【7月31日 AFP】(記事更新)サッカー元イングランド代表監督で、数々のクラブチームで指揮を執ったボビー・ロブソン(Bobby Robson)氏が31日、76歳で死去した。

 家族の代理人から「サー・ボビー・ロブソンが、長期にわたって勇敢に戦い続けたがんのため、永眠したことを深い悲しみと共にお伝えします。彼は、故郷ダーラム(Durham)の自宅で夫人や家族に看取られ今日(7月31日)、安らかに息を引き取りました。葬儀は近親者のみの密葬で行われます。友人や同僚の方々向けの感謝の儀は後日執り行われます。この困難なときにおいて、ロブソン夫人とご家族のプライバシーの尊重にご配慮ください」と、声明が発表されている。

 現役時代は1950年代から60年代前半にかけてフラム(Fulham)、ウェスト・ブロムウィッチ・アルビオン(West Bromwich Albion、以下WBA)で活躍し、イングランド代表としても1958年のW杯スウェーデン大会に出場したロブソン氏は、1969年から82年にかけて指揮を執ったイプスウィッチ・タウン(Ipswich Town)で77-78シーズンにFAカップ(FA Cup)優勝、80-81シーズンにUEFA杯(UEFA Cup)を制して初の欧州タイトルを獲得するなど成功を収め、指揮官として名を成した。

 1982年からイングランド代表監督に就任したロブソン氏は、84年の欧州選手権では本選出場はならなかったものの、86年のW杯メキシコ大会ではチームを準々決勝まで導いた。準々決勝でイングランドは、「神の手」と5人抜きゴールを見せたアルゼンチンのディエゴ・マラドーナ(Diego Maradona)の前に敗れている。ロブソン氏は「あれは神の手ではなかった。あれは悪党の手だった」と試合を振り返っている。

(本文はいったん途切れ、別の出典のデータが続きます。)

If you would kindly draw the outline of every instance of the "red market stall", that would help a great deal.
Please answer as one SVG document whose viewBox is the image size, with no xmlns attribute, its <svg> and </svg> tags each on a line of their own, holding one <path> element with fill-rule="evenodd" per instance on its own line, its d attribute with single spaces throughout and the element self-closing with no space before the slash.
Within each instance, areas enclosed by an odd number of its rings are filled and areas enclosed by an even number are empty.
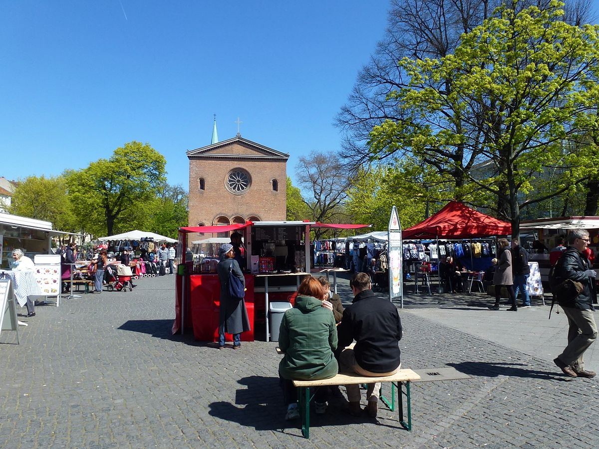
<svg viewBox="0 0 599 449">
<path fill-rule="evenodd" d="M 244 244 L 247 292 L 245 301 L 252 330 L 241 340 L 255 339 L 255 330 L 270 340 L 268 304 L 272 301 L 293 302 L 292 294 L 302 278 L 310 272 L 310 230 L 320 227 L 357 229 L 364 224 L 328 224 L 314 222 L 257 222 L 179 229 L 179 254 L 181 254 L 176 280 L 176 318 L 173 333 L 192 328 L 196 339 L 215 341 L 218 338 L 220 286 L 216 274 L 218 261 L 200 259 L 190 242 L 207 233 L 228 236 L 241 233 Z M 334 274 L 335 276 L 335 274 Z M 183 325 L 181 326 L 181 323 Z M 227 335 L 228 341 L 232 336 Z"/>
<path fill-rule="evenodd" d="M 451 201 L 436 214 L 404 229 L 404 240 L 472 238 L 510 235 L 512 225 L 507 222 L 485 215 L 458 201 Z"/>
</svg>

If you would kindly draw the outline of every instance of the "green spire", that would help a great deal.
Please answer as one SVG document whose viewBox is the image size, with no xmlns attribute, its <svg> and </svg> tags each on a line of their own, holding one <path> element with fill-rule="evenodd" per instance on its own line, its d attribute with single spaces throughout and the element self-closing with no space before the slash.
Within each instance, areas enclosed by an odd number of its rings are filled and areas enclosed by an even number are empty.
<svg viewBox="0 0 599 449">
<path fill-rule="evenodd" d="M 214 114 L 214 126 L 212 128 L 212 141 L 210 145 L 217 143 L 219 141 L 219 134 L 216 132 L 216 114 Z"/>
</svg>

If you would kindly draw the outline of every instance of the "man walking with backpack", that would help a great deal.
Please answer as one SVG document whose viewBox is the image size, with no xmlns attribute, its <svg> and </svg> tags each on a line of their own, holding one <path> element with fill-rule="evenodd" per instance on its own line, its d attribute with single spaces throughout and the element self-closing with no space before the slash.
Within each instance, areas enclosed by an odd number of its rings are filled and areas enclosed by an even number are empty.
<svg viewBox="0 0 599 449">
<path fill-rule="evenodd" d="M 553 292 L 568 317 L 568 345 L 553 359 L 570 377 L 594 377 L 584 369 L 582 356 L 597 336 L 593 304 L 597 304 L 594 270 L 582 254 L 590 241 L 586 229 L 575 229 L 568 236 L 570 246 L 556 266 L 555 276 L 561 284 Z"/>
<path fill-rule="evenodd" d="M 521 307 L 530 307 L 530 296 L 526 286 L 530 274 L 528 266 L 528 253 L 520 246 L 520 241 L 517 238 L 512 239 L 512 271 L 514 276 L 514 296 L 518 298 L 518 292 L 522 296 L 522 304 Z"/>
</svg>

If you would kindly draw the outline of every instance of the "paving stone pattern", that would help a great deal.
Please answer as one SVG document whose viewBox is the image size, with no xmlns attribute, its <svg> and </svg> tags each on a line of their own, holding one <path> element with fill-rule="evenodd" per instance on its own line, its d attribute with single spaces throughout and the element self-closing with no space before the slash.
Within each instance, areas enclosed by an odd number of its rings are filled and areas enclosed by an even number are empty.
<svg viewBox="0 0 599 449">
<path fill-rule="evenodd" d="M 409 310 L 400 311 L 403 366 L 453 366 L 471 378 L 413 383 L 412 432 L 382 404 L 377 419 L 353 417 L 344 400 L 332 399 L 325 415 L 312 415 L 306 440 L 298 421 L 284 419 L 276 343 L 218 351 L 190 332 L 171 335 L 174 282 L 140 279 L 132 292 L 38 307 L 36 317 L 22 318 L 29 326 L 19 345 L 3 331 L 0 447 L 599 445 L 597 380 L 567 378 L 549 360 Z M 340 282 L 349 299 L 347 281 Z M 455 301 L 433 296 L 406 302 Z"/>
</svg>

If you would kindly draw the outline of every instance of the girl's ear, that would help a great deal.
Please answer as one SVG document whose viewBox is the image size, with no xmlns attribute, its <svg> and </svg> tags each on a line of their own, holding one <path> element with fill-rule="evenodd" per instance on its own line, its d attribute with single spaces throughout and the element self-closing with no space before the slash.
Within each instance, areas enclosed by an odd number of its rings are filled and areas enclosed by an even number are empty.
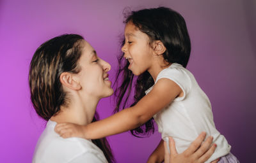
<svg viewBox="0 0 256 163">
<path fill-rule="evenodd" d="M 70 89 L 78 90 L 81 89 L 80 83 L 74 80 L 74 74 L 72 73 L 62 73 L 60 76 L 60 80 L 61 84 Z"/>
<path fill-rule="evenodd" d="M 157 55 L 162 55 L 166 50 L 162 41 L 156 40 L 153 43 L 154 52 Z"/>
</svg>

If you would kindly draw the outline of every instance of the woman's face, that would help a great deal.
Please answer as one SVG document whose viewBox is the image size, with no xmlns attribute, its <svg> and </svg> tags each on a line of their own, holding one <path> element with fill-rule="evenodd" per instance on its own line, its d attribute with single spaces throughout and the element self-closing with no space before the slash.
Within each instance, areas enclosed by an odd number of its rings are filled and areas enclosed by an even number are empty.
<svg viewBox="0 0 256 163">
<path fill-rule="evenodd" d="M 111 66 L 99 58 L 94 48 L 85 40 L 81 42 L 82 55 L 79 60 L 80 71 L 77 77 L 82 93 L 101 99 L 110 96 L 113 90 L 108 71 Z"/>
</svg>

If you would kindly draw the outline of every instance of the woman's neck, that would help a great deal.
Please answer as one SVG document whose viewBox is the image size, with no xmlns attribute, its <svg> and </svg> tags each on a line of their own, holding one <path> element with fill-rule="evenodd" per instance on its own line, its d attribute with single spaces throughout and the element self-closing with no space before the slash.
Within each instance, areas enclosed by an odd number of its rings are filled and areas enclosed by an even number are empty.
<svg viewBox="0 0 256 163">
<path fill-rule="evenodd" d="M 72 96 L 72 99 L 68 106 L 61 106 L 56 115 L 52 116 L 51 120 L 57 123 L 73 123 L 79 125 L 87 125 L 92 122 L 99 100 L 81 98 Z"/>
</svg>

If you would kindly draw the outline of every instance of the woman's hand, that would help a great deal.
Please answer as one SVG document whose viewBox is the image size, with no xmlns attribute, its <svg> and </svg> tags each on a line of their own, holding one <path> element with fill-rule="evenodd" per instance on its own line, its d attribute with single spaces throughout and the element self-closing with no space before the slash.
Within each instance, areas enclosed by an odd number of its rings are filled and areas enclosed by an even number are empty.
<svg viewBox="0 0 256 163">
<path fill-rule="evenodd" d="M 54 128 L 55 132 L 63 138 L 79 137 L 86 139 L 84 130 L 84 126 L 71 123 L 58 124 Z"/>
<path fill-rule="evenodd" d="M 191 143 L 189 147 L 183 153 L 179 154 L 176 151 L 175 143 L 174 140 L 169 137 L 169 147 L 170 154 L 167 148 L 166 143 L 164 146 L 164 163 L 180 163 L 180 162 L 204 162 L 214 152 L 216 147 L 216 144 L 211 145 L 212 137 L 209 136 L 203 143 L 206 136 L 205 132 L 201 133 L 199 136 Z M 216 163 L 219 159 L 215 160 L 212 163 Z"/>
</svg>

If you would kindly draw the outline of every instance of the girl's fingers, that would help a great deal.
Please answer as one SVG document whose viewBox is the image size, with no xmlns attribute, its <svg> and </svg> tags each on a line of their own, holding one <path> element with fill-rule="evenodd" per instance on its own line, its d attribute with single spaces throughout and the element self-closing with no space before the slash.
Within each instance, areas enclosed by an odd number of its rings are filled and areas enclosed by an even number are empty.
<svg viewBox="0 0 256 163">
<path fill-rule="evenodd" d="M 170 162 L 170 154 L 167 148 L 166 142 L 164 141 L 164 163 Z"/>
<path fill-rule="evenodd" d="M 171 157 L 174 157 L 178 154 L 178 152 L 176 150 L 175 142 L 171 137 L 169 137 L 169 146 L 170 152 L 171 153 Z"/>
<path fill-rule="evenodd" d="M 215 160 L 213 160 L 211 162 L 211 163 L 217 163 L 220 160 L 220 159 L 216 159 Z"/>
<path fill-rule="evenodd" d="M 208 138 L 206 139 L 205 141 L 202 143 L 201 146 L 193 154 L 195 158 L 196 159 L 200 158 L 202 155 L 204 155 L 204 153 L 205 153 L 208 150 L 208 149 L 211 146 L 211 145 L 212 143 L 212 140 L 213 140 L 212 136 L 209 136 L 208 137 Z"/>
<path fill-rule="evenodd" d="M 205 162 L 207 160 L 208 160 L 214 152 L 216 146 L 217 146 L 216 144 L 213 144 L 211 148 L 202 156 L 201 156 L 201 157 L 199 158 L 199 162 Z"/>
<path fill-rule="evenodd" d="M 192 142 L 190 145 L 189 147 L 184 152 L 185 155 L 191 155 L 195 153 L 195 152 L 198 148 L 198 147 L 201 145 L 204 139 L 206 136 L 206 133 L 205 132 L 202 132 L 196 139 Z"/>
</svg>

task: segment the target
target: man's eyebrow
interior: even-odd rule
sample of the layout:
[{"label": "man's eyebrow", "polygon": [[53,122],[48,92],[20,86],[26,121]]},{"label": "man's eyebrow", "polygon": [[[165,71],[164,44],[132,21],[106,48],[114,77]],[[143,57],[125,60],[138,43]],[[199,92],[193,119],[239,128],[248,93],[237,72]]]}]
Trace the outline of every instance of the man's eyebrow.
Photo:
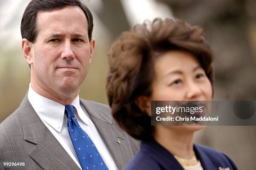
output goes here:
[{"label": "man's eyebrow", "polygon": [[82,34],[72,34],[72,36],[73,37],[78,37],[78,38],[86,37],[86,36]]},{"label": "man's eyebrow", "polygon": [[[76,33],[74,34],[72,34],[71,36],[72,37],[80,38],[80,37],[86,37],[86,35],[83,35],[81,34]],[[61,34],[53,34],[51,35],[50,35],[49,36],[49,37],[53,37],[53,38],[57,38],[60,37],[64,36],[64,35]]]}]

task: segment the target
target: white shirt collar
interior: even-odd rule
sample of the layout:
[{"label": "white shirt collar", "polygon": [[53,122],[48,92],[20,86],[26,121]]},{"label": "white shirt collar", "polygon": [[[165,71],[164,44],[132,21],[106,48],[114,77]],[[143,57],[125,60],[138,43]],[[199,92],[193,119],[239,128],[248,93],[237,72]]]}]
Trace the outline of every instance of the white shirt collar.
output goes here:
[{"label": "white shirt collar", "polygon": [[[64,115],[65,106],[36,93],[32,89],[31,83],[29,84],[28,98],[38,117],[58,132],[60,132],[64,116],[66,116]],[[82,121],[89,126],[89,118],[80,106],[79,95],[74,100],[71,105],[76,108],[78,116]]]}]

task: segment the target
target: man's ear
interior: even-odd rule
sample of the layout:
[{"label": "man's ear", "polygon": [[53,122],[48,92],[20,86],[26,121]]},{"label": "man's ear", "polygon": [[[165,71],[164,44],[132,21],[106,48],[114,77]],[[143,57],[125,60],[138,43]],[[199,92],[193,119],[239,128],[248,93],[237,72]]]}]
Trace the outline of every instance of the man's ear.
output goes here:
[{"label": "man's ear", "polygon": [[135,104],[143,112],[151,116],[151,101],[148,97],[140,96],[135,101]]},{"label": "man's ear", "polygon": [[95,48],[95,39],[92,38],[92,40],[91,40],[91,42],[90,42],[90,51],[91,54],[90,55],[90,60],[89,61],[90,63],[91,63],[92,62],[92,57],[93,57],[94,48]]},{"label": "man's ear", "polygon": [[21,48],[23,52],[23,55],[27,63],[30,65],[33,63],[33,55],[31,51],[33,46],[33,43],[26,38],[23,38],[22,39]]}]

 1990年のW杯イタリア大会では、重圧による疲労の蓄積を理由に大会終了後の勇退を表明した。同大会でイングランドは若手のポール・ガスコイン(Paul Gascoigne)を中心にW杯初優勝を果たした1966年以来のベスト4まで駒を進めたが、準決勝で西ドイツ(当時)にPK戦で敗れた。

 その後、PSVアイントホーフェン(PSV Eindhoven)の監督に就任したロブソン氏は、欧州各国のクラブチームで多くの栄光を手にした。

 PSVでリーグ2連覇を達成したロブソン氏は、その後ポルトガルのFCポルト(FC Porto)でタイトルを獲得すると、1996年にはFCバルセロナ(FC Barcelona)の監督に就任し、スペイン国王杯(Copa del Rey)とUEFAカップウィナーズカップ(UEFA Cup Winners' Cup)の2冠を達成。自身の監督キャリア最大の足跡を残し、97-98シーズンには同クラブのゼネラル・マネージャーに就任した。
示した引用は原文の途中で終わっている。